2006-09-17
How to convert a time string in GMT to seconds since the epoch
Recently, I've run into a situation where I have an ASCII string representing a time, expressed in UTC/GMT, and I want to convert it to the standard Unix representation of seconds since the epoch. It turns out that there are some interesting issues involved (well, in my opinion).
Doing this for a time string in local time is a snap: time.strptime()
will convert the ASCII time string to Python's version of C's struct
tm, and then time.mktime() will turn it into seconds.
However, time.mktime() specifically always uses local
time for the conversion; there is no option to have
it use GMT. To use GMT, you need to use calendar.timegm()
instead.
(To the documentation's credit, there is a mention of this at the bottom of the time module, although it is somewhat obscure and easy to miss. (I did the first time around.))
timegm() is somewhat out of place in the calendar module; its
documentation even says that it's an 'unrelated but handy function'.
So why isn't it in the time module instead, where it logically
belongs? It's probably because the CPython interpreter makes it hard
to have a module that integrates C and Python code.
The timegm() function is a simple bit of Python. However, the time
module is pretty much a thin wrapper around the C library's time
functions, and so is written in C. A version of timegm() redone in C
would be annoyingly more complex, and the existing Python version cannot
easily be shoved into a C module. You can shim Python functions into
existing modules, but the trick is getting it to happen automatically
when people do 'import time' (without going the route of the socket
module, where the real socket module is actually something called
_socket).
(While it would also be out of place in a wrapper module, this isn't something programmers using the module should really have to care about.

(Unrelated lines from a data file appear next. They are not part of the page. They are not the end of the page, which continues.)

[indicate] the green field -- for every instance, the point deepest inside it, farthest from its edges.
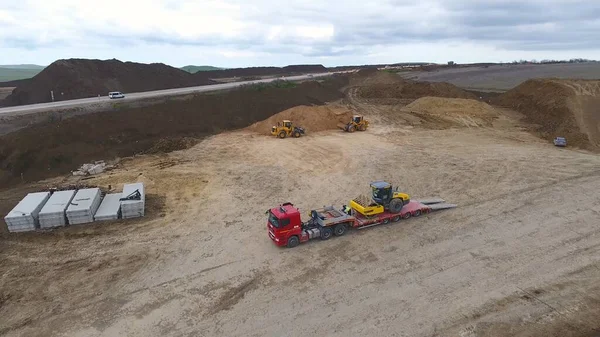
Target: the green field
(195, 69)
(18, 72)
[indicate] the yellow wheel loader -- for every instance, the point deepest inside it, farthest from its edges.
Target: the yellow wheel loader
(384, 198)
(358, 122)
(285, 128)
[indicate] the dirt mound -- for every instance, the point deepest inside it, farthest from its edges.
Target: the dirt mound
(312, 118)
(567, 108)
(81, 78)
(52, 148)
(409, 89)
(450, 112)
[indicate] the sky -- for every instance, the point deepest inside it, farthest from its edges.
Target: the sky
(244, 33)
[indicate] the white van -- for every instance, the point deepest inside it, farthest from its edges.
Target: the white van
(115, 94)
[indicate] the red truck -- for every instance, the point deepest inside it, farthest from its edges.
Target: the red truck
(286, 227)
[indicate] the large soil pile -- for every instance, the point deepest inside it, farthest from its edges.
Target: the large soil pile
(442, 112)
(81, 78)
(312, 118)
(410, 89)
(568, 108)
(45, 150)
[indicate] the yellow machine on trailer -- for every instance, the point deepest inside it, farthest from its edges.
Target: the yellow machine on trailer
(285, 128)
(358, 122)
(384, 198)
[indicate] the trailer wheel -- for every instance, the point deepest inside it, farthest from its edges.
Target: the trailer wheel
(396, 205)
(340, 229)
(326, 233)
(293, 241)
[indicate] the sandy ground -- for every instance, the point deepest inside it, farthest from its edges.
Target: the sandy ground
(519, 257)
(505, 77)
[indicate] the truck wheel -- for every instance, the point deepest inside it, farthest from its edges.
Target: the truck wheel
(293, 242)
(396, 205)
(326, 233)
(340, 229)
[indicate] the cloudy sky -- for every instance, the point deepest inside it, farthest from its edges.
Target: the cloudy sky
(232, 33)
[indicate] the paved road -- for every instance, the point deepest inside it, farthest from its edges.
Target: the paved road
(135, 96)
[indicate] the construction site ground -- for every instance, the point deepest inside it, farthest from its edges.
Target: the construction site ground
(520, 256)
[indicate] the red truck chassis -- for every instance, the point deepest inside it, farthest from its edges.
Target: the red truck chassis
(286, 228)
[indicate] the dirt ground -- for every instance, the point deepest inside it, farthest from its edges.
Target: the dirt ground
(505, 77)
(518, 257)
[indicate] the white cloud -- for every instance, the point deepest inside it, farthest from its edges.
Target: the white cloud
(261, 32)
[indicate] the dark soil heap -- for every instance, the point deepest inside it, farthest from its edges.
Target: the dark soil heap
(566, 108)
(46, 150)
(81, 78)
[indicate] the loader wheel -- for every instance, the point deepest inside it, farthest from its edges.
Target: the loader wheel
(293, 242)
(340, 229)
(326, 233)
(396, 205)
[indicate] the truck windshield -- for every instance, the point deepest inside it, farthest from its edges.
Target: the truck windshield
(273, 220)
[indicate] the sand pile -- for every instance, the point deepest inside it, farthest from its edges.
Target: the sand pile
(568, 108)
(312, 118)
(449, 112)
(411, 89)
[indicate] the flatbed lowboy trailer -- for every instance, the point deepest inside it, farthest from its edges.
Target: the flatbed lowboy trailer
(287, 229)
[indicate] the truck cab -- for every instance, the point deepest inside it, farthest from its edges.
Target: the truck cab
(285, 225)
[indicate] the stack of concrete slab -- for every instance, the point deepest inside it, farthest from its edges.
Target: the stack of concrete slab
(24, 217)
(53, 213)
(133, 208)
(110, 208)
(83, 206)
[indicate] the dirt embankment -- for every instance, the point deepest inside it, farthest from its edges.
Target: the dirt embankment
(262, 71)
(49, 149)
(440, 112)
(312, 118)
(81, 78)
(567, 108)
(386, 85)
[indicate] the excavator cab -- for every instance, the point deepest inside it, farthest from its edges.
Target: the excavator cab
(389, 198)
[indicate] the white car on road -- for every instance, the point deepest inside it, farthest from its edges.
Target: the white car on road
(115, 94)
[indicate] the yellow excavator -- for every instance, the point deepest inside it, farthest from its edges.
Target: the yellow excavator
(358, 122)
(384, 198)
(285, 128)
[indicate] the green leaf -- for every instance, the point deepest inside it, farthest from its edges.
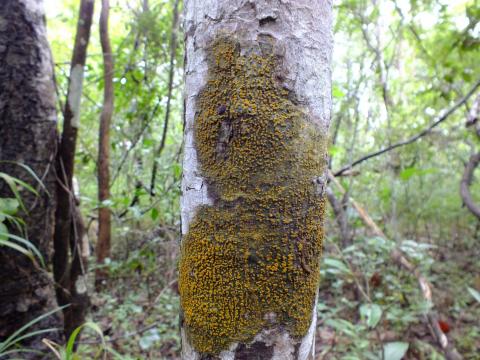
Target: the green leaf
(395, 350)
(336, 265)
(337, 93)
(13, 339)
(73, 336)
(372, 313)
(9, 206)
(474, 293)
(29, 249)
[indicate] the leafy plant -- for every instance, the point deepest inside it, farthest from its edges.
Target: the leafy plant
(9, 207)
(12, 344)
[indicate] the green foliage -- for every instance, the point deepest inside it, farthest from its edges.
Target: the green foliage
(9, 207)
(430, 49)
(12, 344)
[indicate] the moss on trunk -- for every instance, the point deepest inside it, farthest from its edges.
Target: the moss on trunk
(251, 260)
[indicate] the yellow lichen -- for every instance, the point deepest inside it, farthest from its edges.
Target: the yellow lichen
(251, 260)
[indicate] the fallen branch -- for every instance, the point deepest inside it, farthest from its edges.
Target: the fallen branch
(400, 259)
(466, 182)
(414, 138)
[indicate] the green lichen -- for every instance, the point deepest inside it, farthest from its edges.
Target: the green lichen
(251, 260)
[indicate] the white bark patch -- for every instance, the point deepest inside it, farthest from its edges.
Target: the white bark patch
(34, 6)
(307, 346)
(302, 30)
(75, 93)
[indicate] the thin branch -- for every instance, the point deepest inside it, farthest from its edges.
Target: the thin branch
(414, 138)
(401, 260)
(173, 51)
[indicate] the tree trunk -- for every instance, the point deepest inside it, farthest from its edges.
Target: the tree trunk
(104, 215)
(69, 266)
(28, 136)
(257, 111)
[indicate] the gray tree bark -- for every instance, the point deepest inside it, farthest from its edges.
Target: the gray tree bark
(27, 136)
(257, 112)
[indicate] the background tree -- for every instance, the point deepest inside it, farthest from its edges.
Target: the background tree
(257, 112)
(70, 263)
(28, 137)
(104, 216)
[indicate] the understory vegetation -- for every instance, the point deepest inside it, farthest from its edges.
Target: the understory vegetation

What's implemented by the C library and what's implemented in C by the Python runtime is an implementation detail.)
2006-09-11
Python's extra-clever help() function
I recently used 'help()' on one of my own internal modules, mostly as
a quick way to browse the entire function/class collection in one go.
Now, I'm kind of a slacker when it comes to using docstrings (for some
reason I prefer comments before the function), so I didn't expect to
see very much in the help() output.
Much to my surprise I saw things like:
hostFromEnv(env) # Extract the host from the # REQUEST_URI, if it is present.
The amount of introspective magic required to do this turns out to be pretty impressive; for extra points, it's pretty much all done in Python.
The help() function is a shim created in site.py
as an instance of a class. The function wraps pydoc.help(),
which winds up calling on inspect.getcomments()
for the heavy lifting. This works by finding and scanning the source
file itself, starting from the co_filename and co_firstlineno
attributes that the bytecode compiler glues on things.
(I should probably get over my reluctance to use docstrings, especially if I'm putting the exact same information in the comments. At the moment I like the visual look of comments better; docstrings make me feel that the documentation is quietly disappearing into the rest of the code.)
2006-09-07
Industrial strength Python
It's not uncommon to have people harsh on Python and similar languages as being 'scripting languages', not suitable for serious jobs because they're not fast enough or they use too much memory, or the like. I have to beg to differ, because I have a great counter-example.
We use a SMTP frontend daemon to check connections before we bother to start a real SMTP conversation. This program does our greylisting, our DNS blocklist checking, connection count limiting, and a number of other checks. And it's written in Python, for various reasons.
Last week it handled 1.4 million connections, with over 700,000 coming in one day. For those 24 hours, it was handling just over 8 connections a second. Yes, it used a bit of CPU time to do this (it seems to have averaged a bit under 0.06 CPU seconds per connection), but modern machines generally have a lot of CPU to spare.
Nor did it gobble memory to do this; at the end of the week, the process was using 20 megabytes of virtual memory, with an 11 megabyte resident set size. This is up from its starting size, which is around 8 megabytes with 5.5 megabytes of RSS, but the frontend is remembering the first and last connection times of most every IP address that ever talked to it; last week it was tracking almost 53,000 of them. A version of the frontend written in C (or maybe Java) would probably use less memory. But the Python version's memory usage is not over the top or excessive for a modern machine, and it's not leaking.
I won't claim that writing industrial strength Python like this is completely easy; you do have to pay attention to detail and watch out for various things, and I certainly got my hands dirty poking around down in the depths of Python's object management in the process of making sure that I was using as little memory as possible. But it's not hugely difficult, and a lot of it is common sense.
(And to a fair extent you're going to have to do this no matter what language you use; industrial strength programs require attention to details, period. Different languages just require you to pay attention to different bits.)